Author : Rebecca Earle
Publisher : Cambridge University Press
Page : 321 pages
File Size : 41,55 MB
Release : 2020-06-25
Category : Business & Economics
ISBN : 1108484069
Almost no one knew what a potato was in 1500. Today they are the world's fourth most important food. How did this happen?
Author : Elaine F. Weiss
Publisher : Potomac Books, Inc.
Page : 353 pages
File Size : 30,80 MB
Release : 2008-12
Category : History
ISBN : 1597972738
The women who kept the farms going while the soldiers were Over There
Author :
Publisher : Imperial War Museums
Page : 0 pages
File Size : 13,91 MB
Release : 2016
Category : Cooking, British
ISBN : 9781904897460
When World War II began, Britain had an immediate crisis on its hands: its ability to import food drastically curtailed, the island would very quickly have to find ways both to produce more and use less. For that latter task, the kitchen was the headquarters, and this little book presents the battle plan. Drawn from scattered sources in the archives of the Imperial War Museums and presented here in a charming gift book, the recipes of Victory is in the Kitchen helped guide British cooks as they coped with unprecedented scarcity and restrictions.
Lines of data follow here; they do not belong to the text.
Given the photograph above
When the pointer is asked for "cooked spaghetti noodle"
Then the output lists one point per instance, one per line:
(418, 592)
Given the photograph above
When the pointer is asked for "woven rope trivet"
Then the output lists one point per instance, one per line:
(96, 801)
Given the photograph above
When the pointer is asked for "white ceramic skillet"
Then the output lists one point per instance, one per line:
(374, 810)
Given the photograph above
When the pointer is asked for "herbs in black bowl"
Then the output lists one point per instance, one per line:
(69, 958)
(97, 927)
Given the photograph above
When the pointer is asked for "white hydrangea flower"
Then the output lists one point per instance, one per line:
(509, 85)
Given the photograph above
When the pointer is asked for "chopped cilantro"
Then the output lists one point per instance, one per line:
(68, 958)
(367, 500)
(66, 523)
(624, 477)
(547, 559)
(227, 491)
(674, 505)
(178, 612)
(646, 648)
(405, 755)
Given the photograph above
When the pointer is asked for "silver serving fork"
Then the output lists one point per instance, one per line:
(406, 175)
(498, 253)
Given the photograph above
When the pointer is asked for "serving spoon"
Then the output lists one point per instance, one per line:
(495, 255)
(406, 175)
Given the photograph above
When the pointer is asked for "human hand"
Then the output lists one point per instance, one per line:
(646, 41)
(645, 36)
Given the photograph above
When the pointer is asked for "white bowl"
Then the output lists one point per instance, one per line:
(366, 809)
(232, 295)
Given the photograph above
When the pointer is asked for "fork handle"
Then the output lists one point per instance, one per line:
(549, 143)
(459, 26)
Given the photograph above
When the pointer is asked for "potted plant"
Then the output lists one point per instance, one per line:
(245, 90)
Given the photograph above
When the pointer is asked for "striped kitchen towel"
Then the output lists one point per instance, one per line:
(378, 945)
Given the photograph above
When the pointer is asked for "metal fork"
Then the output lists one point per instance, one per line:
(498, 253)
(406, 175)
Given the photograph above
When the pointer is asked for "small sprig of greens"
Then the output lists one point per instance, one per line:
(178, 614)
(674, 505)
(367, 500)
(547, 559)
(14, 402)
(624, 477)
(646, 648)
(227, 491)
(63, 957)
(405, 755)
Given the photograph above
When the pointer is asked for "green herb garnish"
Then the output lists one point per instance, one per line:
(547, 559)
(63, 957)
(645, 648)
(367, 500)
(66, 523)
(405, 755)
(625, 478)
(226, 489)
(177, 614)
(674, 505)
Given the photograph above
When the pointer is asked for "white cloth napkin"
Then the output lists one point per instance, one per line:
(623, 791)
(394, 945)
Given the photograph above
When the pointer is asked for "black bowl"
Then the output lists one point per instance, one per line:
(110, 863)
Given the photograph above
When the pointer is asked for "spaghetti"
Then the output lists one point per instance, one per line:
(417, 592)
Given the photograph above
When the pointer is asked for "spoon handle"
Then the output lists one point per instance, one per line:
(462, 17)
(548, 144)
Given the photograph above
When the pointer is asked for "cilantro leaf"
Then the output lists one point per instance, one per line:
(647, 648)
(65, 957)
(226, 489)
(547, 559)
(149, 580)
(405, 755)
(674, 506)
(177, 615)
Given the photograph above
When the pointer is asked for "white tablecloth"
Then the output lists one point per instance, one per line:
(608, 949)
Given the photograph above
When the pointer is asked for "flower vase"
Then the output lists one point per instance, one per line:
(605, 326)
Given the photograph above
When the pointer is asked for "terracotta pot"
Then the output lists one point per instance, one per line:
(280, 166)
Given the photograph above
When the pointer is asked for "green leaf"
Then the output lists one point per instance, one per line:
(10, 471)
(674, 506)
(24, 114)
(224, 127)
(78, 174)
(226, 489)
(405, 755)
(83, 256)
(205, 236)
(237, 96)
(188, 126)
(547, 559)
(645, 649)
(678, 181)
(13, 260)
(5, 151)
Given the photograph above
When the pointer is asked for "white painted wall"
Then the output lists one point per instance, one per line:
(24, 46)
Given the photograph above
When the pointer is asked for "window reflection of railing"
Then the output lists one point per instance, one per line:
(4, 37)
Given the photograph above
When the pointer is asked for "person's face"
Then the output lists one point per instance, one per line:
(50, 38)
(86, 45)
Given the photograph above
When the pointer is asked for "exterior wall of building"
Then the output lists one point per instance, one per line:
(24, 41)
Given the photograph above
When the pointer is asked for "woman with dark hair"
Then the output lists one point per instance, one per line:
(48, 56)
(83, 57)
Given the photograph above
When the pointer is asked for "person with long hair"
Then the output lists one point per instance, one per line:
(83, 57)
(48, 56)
Rustling up creative dishes out of meager rations, the recipes gathered here include scrap bread pudding, potato pastry, and sheep's heart pie, as well as adapted English standbys like Lancashire hot pot, Queen's Pudding, and crumpets. Interwoven with the recipes are colorful reproductions of inspirational wartime posters, while an introduction sets the historical context. The resulting package is the perfect gift for any cook, a reminder of a time when ration books and recipes had to be made to work together.